Banks face stricter supervision of Internet loan business
Commercial banks have been barred from outsourcing core links of risk control for their Internet loan business, according to a new regulation.
Meanwhile, the balance of Internet loans jointly funded by a bank and all of its cooperative platforms shall not exceed 50 percent of the bank’s total loan balance.
Where the Internet loan business involves any cooperator, the core links of risk management such as credit appraisal and credit approval shall be conducted by the commercial bank itself in an independent and effective manner and outsourcing of such business is strictly prohibited, according to a notice from the China Banking and Insurance Regulatory Commission.

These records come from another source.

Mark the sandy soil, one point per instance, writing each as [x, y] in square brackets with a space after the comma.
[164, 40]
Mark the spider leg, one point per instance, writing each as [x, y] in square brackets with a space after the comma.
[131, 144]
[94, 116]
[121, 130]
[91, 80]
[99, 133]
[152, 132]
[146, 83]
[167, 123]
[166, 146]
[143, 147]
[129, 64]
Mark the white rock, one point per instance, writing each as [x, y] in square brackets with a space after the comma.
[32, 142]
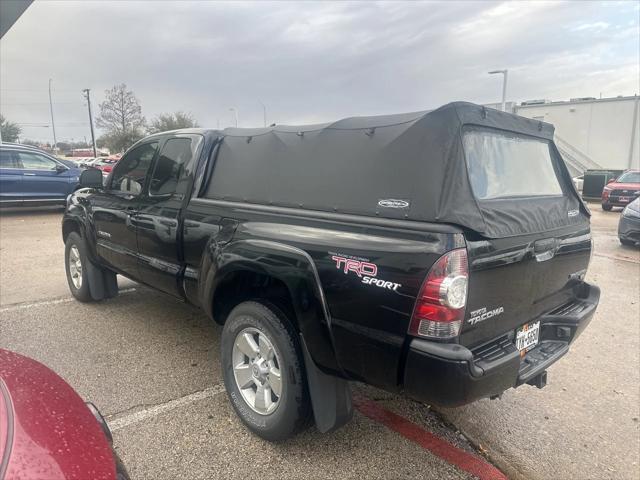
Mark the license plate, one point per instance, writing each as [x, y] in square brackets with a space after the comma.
[527, 336]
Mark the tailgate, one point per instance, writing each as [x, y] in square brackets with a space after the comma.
[514, 280]
[543, 245]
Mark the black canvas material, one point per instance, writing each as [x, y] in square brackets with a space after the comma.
[409, 166]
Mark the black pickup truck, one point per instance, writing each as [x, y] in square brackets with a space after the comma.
[441, 254]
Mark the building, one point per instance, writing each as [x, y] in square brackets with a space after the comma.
[592, 133]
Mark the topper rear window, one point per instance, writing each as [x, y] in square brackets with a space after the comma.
[501, 164]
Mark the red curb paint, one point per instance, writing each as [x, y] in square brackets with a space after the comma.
[427, 440]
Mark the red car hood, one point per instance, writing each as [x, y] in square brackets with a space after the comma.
[623, 186]
[46, 430]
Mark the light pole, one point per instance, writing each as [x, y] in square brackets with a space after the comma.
[235, 111]
[53, 125]
[504, 87]
[264, 113]
[93, 136]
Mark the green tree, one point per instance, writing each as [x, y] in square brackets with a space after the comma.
[121, 118]
[172, 121]
[9, 130]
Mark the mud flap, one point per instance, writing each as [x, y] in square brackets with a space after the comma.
[103, 284]
[330, 396]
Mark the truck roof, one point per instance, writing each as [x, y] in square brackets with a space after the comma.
[408, 166]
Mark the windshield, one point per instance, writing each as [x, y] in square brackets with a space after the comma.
[505, 165]
[629, 177]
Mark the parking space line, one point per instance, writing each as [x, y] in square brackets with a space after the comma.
[427, 440]
[116, 423]
[21, 306]
[613, 257]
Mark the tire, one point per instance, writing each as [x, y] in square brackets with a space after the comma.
[75, 262]
[275, 348]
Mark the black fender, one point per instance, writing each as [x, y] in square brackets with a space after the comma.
[328, 388]
[78, 213]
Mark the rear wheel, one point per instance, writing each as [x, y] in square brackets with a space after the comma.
[263, 371]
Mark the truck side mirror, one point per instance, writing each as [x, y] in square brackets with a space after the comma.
[91, 178]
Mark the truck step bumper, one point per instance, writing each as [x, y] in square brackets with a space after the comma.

To help banks operate their online loan business in a prudent manner and diversify their operational risks, the balance of loans issued by commercial banks and a single partner shall not exceed 25 percent of the net Tier 1 capital, and the balance of Internet loans jointly funded by a bank and all of its cooperative platforms shall not exceed a half of the bank’s outstanding loans.
Tier 1 (core) capital consists largely of shareholders' equity, and is a measure of how well a bank stands financially.
Also, local corporate banks are not allowed to conduct Internet loan business beyond its place of registration, the notice added.
Interim measures for the administration of Internet loans of commercial banks announced in July 2020 have helped build a basic framework for relevant business, the China Banking and Insurance Regulatory Commission said.
The tightened rein came as the top industry regulator found there remained a gap between banks’ practical business and relevant regulatory requirements.
This new policy will be conducive to banks’ long-term development and enhance their support for the real economy and consumption upgrading, CBIRC noted.